El flujo es constante: entre 80 y 100 personas llegan cada día al puerto esperando una lancha que los aleje de su fracaso. “La comunidad hace lo que puede, pero necesitamos apoyo”, advierte Meza, quien también cuenta con una embarcación para transportrar a los migrantes. Con camiones de basura averiados, un centro de salud sin insumos y un sistema de agua potable al borde del colapso, el esfuerzo humanitario se torna una carga imposible de sostener.
El cambio de ruta hacia Santa Isabel fue improvisado. Un accidente en la travesía original de Cartí, Guna Yala, obligó a las autoridades a buscar una vía más segura. Ahora, este muelle de madera y salitre es el umbral de un regreso sin gloria.

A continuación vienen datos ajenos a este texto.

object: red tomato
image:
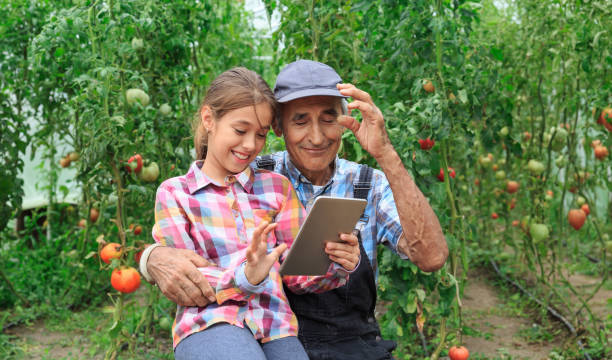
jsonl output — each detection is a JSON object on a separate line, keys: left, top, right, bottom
{"left": 594, "top": 145, "right": 608, "bottom": 159}
{"left": 449, "top": 345, "right": 469, "bottom": 360}
{"left": 134, "top": 225, "right": 142, "bottom": 235}
{"left": 418, "top": 138, "right": 435, "bottom": 150}
{"left": 90, "top": 208, "right": 100, "bottom": 223}
{"left": 126, "top": 154, "right": 143, "bottom": 173}
{"left": 438, "top": 167, "right": 456, "bottom": 182}
{"left": 580, "top": 204, "right": 590, "bottom": 216}
{"left": 506, "top": 181, "right": 519, "bottom": 194}
{"left": 597, "top": 108, "right": 612, "bottom": 132}
{"left": 134, "top": 250, "right": 143, "bottom": 264}
{"left": 111, "top": 267, "right": 141, "bottom": 293}
{"left": 100, "top": 243, "right": 123, "bottom": 264}
{"left": 491, "top": 212, "right": 499, "bottom": 219}
{"left": 568, "top": 209, "right": 586, "bottom": 230}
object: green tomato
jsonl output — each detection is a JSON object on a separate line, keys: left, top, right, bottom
{"left": 495, "top": 170, "right": 506, "bottom": 180}
{"left": 159, "top": 103, "right": 172, "bottom": 116}
{"left": 576, "top": 196, "right": 586, "bottom": 206}
{"left": 479, "top": 156, "right": 492, "bottom": 167}
{"left": 499, "top": 126, "right": 509, "bottom": 137}
{"left": 159, "top": 317, "right": 172, "bottom": 331}
{"left": 139, "top": 162, "right": 160, "bottom": 182}
{"left": 527, "top": 159, "right": 545, "bottom": 175}
{"left": 605, "top": 241, "right": 612, "bottom": 254}
{"left": 530, "top": 223, "right": 549, "bottom": 243}
{"left": 131, "top": 37, "right": 144, "bottom": 50}
{"left": 555, "top": 155, "right": 567, "bottom": 168}
{"left": 126, "top": 88, "right": 150, "bottom": 107}
{"left": 547, "top": 127, "right": 568, "bottom": 151}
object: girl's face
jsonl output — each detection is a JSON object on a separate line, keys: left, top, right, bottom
{"left": 202, "top": 103, "right": 272, "bottom": 182}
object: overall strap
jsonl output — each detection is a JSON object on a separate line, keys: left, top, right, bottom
{"left": 353, "top": 165, "right": 373, "bottom": 201}
{"left": 256, "top": 154, "right": 276, "bottom": 171}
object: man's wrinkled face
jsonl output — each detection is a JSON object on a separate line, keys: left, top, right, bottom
{"left": 275, "top": 96, "right": 344, "bottom": 184}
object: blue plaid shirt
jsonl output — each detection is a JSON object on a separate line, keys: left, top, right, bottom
{"left": 258, "top": 151, "right": 406, "bottom": 280}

El proceso es rápido. En una noche, los migrantes se acomodan donde pueden y, al amanecer, abordan las embarcaciones. Pero el pasaje no es gratuito. “El viaje hasta La Miel cuesta 200 dólares, pero hay opciones hasta Necoclí de 250 dólares”, explica Meza.
Quienes no pueden pagar aguardan por cupos humanitarios, tan escasos como la fe en el porvenir. De momento, la comunidad resiste con lo poco que tiene. Las lanchas siguen partiendo al amanecer, llevando consigo no solo cuerpos agotados, sino un cúmulo de desilusiones. Porque en Miramar, el sueño americano no solo muere, sino que se hunde en el mar sin dejar rastro, como un naufragio silencioso, sin testigos ni retorno.